A/B Experiment Performance Comparison

SELECT
experiment_variant,
count(*) AS total,
avg(CASE WHEN was_accepted THEN 1.0 ELSE 0.0 END) AS acceptance_rate
FROM recommendation_feedback
WHERE experiment_id = 'exp_abc'
GROUP BY experiment_variant

Monitoring AI Assistant Feedback

Conversational AI feedback (for agents like Maximus, Minerva, and the Support Agent) is logged as structured JSON to Google Cloud Logging rather than persisted to a database.
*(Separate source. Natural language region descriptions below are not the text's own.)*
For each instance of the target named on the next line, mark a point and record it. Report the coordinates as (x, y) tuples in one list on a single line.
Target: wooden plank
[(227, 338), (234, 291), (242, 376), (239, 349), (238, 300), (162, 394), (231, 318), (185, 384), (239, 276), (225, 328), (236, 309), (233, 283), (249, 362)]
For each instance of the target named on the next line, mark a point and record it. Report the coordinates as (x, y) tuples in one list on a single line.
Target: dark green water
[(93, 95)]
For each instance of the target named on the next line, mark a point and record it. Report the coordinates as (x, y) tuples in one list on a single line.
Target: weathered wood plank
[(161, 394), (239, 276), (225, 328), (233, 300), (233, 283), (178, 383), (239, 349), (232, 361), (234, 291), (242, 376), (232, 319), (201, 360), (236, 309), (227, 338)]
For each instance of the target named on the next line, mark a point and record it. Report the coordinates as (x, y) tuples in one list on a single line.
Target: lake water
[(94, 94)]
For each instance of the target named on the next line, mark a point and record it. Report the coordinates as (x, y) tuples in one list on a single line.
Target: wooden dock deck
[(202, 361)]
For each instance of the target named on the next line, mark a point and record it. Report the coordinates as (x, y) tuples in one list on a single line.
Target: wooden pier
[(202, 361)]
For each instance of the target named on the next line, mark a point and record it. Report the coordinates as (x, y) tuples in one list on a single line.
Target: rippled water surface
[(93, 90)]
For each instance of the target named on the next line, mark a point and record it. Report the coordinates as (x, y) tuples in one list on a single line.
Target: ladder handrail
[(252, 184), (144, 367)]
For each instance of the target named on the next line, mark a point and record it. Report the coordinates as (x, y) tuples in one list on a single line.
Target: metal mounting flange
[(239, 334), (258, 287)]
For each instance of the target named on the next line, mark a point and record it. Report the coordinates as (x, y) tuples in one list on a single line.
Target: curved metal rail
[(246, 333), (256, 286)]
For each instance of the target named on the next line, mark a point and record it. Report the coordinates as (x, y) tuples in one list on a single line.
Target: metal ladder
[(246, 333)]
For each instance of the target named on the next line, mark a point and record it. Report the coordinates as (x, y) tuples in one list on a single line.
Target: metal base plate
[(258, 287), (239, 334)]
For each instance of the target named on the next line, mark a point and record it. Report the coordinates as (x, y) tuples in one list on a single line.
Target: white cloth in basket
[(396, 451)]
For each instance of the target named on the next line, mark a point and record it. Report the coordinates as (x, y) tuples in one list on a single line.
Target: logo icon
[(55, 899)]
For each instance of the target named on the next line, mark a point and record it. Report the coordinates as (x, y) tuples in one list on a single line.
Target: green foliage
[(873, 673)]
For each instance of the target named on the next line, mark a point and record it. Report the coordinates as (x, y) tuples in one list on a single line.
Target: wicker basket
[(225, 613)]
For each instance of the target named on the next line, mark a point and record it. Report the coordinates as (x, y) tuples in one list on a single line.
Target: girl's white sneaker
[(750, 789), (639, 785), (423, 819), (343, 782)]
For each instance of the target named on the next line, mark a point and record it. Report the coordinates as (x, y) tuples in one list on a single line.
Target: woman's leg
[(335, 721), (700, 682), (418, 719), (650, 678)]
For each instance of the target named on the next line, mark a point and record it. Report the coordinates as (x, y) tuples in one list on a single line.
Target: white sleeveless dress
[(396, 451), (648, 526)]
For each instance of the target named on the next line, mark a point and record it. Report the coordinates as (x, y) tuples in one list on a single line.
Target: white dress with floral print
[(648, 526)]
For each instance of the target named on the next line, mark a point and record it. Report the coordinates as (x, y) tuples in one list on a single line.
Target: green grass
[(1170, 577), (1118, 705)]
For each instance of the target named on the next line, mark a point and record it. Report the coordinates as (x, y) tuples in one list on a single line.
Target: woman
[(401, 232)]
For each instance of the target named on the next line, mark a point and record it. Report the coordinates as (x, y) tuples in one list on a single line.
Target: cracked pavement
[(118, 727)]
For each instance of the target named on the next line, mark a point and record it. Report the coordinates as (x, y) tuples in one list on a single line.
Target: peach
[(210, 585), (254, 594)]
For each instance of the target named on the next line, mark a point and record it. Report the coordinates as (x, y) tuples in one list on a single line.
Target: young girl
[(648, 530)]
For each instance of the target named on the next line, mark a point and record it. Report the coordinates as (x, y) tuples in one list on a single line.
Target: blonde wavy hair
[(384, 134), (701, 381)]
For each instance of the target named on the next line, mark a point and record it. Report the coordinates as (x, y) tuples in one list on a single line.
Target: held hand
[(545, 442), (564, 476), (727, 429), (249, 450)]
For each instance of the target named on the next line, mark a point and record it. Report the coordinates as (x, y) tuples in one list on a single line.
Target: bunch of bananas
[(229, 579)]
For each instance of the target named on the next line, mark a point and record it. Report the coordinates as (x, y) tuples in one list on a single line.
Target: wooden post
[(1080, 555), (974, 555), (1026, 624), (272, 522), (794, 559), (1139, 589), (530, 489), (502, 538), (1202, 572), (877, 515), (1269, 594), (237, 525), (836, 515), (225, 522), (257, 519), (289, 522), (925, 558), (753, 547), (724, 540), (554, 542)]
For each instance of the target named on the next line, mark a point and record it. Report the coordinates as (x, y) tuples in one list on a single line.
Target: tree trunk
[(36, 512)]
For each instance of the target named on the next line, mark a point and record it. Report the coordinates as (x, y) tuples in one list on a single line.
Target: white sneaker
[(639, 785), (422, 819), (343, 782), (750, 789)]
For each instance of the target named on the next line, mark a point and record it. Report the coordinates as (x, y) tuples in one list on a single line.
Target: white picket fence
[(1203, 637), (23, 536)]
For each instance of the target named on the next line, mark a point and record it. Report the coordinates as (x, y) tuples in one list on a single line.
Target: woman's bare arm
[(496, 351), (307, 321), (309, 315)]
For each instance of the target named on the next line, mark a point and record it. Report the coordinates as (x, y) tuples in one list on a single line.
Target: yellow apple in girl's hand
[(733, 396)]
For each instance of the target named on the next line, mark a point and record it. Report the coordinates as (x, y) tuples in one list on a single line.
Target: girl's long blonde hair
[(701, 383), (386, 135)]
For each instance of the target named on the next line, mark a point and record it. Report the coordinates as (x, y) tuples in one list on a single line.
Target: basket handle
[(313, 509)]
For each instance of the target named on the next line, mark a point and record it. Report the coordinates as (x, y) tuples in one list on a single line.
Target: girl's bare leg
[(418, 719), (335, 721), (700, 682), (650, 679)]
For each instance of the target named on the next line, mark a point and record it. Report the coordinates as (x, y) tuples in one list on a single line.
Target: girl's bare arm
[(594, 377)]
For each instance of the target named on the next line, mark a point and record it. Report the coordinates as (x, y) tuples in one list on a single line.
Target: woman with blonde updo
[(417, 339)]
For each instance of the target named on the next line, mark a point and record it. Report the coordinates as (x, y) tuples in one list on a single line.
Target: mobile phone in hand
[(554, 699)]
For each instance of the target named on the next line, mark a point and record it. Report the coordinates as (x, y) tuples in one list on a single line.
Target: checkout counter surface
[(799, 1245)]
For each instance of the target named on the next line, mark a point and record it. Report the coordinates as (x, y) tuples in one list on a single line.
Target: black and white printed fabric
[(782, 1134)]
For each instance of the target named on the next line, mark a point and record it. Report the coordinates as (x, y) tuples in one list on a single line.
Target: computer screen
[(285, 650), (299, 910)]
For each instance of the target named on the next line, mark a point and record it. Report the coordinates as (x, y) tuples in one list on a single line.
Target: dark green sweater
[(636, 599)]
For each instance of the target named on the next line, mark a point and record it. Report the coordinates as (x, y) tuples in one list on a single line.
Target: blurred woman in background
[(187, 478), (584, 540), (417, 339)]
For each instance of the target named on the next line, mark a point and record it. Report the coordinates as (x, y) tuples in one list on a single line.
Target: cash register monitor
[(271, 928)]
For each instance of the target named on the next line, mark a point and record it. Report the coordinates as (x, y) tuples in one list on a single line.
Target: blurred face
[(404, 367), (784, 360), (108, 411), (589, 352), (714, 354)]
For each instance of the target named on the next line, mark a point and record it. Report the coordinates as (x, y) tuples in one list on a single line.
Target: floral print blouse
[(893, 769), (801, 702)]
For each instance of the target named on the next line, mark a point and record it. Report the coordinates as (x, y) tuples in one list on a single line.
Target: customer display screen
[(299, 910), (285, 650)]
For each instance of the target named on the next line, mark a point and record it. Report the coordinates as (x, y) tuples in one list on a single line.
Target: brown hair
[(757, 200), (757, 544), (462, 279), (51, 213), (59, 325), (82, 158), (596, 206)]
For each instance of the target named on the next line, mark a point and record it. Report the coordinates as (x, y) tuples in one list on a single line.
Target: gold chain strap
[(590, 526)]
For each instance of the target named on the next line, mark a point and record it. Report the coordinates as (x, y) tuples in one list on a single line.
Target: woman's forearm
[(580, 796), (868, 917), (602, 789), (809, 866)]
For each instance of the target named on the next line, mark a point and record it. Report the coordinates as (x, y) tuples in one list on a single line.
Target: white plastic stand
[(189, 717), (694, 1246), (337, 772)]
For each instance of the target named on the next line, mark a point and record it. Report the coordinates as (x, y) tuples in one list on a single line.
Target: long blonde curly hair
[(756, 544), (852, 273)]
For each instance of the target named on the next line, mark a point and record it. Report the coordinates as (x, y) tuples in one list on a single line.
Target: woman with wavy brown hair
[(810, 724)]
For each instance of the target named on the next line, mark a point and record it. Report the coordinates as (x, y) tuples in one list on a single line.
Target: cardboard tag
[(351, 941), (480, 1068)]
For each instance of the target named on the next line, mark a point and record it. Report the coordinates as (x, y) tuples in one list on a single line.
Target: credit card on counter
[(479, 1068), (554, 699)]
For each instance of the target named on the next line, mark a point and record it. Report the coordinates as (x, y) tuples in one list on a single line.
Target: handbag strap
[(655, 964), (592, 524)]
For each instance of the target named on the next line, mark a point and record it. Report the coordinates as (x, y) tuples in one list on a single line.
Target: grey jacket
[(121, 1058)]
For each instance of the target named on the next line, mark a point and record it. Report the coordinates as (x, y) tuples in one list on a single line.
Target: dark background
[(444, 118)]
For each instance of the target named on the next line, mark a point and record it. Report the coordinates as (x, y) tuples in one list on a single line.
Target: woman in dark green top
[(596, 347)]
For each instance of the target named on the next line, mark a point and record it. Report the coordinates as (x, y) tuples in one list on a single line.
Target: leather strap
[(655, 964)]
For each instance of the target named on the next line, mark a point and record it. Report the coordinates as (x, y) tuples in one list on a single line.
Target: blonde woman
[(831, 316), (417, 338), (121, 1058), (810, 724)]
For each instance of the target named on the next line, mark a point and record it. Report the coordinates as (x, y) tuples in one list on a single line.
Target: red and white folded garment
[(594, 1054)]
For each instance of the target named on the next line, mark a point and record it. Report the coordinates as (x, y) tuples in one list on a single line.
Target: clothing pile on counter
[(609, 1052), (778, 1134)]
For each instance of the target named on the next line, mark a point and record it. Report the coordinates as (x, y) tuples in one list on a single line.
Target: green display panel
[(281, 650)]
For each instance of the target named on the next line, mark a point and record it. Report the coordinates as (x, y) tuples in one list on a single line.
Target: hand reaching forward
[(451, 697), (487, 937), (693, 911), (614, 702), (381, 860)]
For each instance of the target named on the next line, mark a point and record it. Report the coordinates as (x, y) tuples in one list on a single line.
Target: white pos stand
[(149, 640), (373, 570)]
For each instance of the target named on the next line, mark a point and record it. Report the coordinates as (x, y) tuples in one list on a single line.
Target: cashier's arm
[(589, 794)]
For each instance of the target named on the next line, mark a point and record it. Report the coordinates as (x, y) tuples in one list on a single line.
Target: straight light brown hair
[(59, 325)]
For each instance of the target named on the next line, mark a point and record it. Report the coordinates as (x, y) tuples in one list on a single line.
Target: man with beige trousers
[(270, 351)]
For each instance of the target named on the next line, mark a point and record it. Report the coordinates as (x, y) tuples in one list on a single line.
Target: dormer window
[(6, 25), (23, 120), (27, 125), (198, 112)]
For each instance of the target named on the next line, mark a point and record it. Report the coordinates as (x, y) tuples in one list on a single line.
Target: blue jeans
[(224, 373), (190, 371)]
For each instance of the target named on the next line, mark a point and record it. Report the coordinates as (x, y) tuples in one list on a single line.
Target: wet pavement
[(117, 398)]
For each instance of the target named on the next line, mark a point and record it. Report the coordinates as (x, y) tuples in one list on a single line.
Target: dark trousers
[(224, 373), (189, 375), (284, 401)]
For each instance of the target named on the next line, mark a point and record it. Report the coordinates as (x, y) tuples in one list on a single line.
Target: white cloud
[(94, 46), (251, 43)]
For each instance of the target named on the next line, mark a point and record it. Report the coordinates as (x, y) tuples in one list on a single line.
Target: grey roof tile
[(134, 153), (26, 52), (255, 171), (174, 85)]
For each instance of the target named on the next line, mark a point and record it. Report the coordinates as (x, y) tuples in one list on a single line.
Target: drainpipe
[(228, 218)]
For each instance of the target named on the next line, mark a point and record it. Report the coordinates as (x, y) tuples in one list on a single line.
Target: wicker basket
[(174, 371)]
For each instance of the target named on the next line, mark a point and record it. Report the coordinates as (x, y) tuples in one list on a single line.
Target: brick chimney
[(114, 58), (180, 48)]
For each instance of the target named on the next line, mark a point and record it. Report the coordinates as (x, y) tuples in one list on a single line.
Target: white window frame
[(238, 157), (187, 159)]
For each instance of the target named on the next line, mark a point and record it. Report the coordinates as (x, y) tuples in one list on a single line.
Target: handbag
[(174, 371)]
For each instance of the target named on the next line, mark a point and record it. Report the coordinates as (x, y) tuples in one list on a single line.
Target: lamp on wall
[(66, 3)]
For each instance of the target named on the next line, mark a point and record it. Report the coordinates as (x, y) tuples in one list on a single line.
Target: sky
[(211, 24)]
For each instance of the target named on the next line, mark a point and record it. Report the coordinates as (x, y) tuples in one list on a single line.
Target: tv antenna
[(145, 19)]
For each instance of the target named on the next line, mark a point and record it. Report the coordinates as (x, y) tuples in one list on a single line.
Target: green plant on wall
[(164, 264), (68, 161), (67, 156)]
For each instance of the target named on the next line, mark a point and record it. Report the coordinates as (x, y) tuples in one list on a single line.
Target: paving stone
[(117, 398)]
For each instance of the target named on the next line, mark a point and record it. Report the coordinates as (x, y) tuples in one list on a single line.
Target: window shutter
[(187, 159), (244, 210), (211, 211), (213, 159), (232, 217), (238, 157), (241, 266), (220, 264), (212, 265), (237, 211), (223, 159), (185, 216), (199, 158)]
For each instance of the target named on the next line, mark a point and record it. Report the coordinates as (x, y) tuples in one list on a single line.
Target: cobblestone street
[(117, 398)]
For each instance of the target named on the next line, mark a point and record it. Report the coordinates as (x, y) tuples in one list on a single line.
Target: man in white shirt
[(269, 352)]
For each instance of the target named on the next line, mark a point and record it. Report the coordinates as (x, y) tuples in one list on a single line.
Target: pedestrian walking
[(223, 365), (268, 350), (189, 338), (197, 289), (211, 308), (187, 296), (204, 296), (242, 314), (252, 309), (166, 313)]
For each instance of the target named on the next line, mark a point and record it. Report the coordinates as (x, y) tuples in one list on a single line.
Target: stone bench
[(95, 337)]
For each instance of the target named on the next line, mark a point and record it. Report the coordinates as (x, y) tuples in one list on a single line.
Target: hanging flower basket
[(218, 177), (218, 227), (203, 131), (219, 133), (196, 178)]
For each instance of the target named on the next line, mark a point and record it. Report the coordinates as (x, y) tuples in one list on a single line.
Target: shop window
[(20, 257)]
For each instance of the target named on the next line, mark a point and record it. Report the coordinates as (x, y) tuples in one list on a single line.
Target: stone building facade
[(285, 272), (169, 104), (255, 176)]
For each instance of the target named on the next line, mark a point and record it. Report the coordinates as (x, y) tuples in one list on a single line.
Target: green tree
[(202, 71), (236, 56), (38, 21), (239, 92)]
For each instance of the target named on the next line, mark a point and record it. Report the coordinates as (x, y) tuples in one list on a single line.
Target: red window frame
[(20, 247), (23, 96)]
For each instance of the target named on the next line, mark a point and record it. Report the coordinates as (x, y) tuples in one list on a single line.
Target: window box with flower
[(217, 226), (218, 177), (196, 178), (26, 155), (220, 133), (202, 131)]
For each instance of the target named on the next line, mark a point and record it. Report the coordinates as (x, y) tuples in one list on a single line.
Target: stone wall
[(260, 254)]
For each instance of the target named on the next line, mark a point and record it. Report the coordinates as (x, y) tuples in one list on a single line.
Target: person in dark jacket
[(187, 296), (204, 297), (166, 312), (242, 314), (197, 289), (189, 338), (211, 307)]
Querying Negative Feedback

gcloud logging read \
'resource.type="cloud_run_revision" AND jsonPayload.event_type="ai_feedback" AND jsonPayload.rating="negative"' \
--project=olympuscloud-dev \
--limit=50

Setting Up Log-Based Alerts

You can create Cloud Monitoring alerts that fire when negative AI feedback exceeds a threshold:

  1. Create a log-based metric in Cloud Monitoring filtering on jsonPayload.event_type="ai_feedback" and jsonPayload.rating="negative"
  2. Set an alerting policy with the desired threshold (e.g., more than 10 negative ratings in 1 hour)
  3. Route alerts to PagerDuty or Slack via notification channels

Configuration and Thresholds

LearningEngine Thresholds

The following thresholds are defined in the LearningEngine implementation:

ParameterValueEffect
Batch size100 feedback itemsProcessing triggers when buffer reaches 100
Low acceptance threshold30%Rejection pattern analysis runs when acceptance drops below this
Redis TTL86,400 seconds (24h)Learning signals expire after one day

Performance API Thresholds

The performance endpoint generates improvement suggestions based on these thresholds:

ThresholdValueSuggestion Generated
Overall acceptance rateBelow 15%Refine recommendation relevance
Upsell acceptance rateBelow 10%Feature higher-value appetizers and sides
Trending thresholdAbove 25%Type appears in trending_items list

These thresholds are currently hardcoded in the recommendation routes. To adjust them, modify backend/python/app/api/recommendation_routes.py in the get_performance_metrics handler.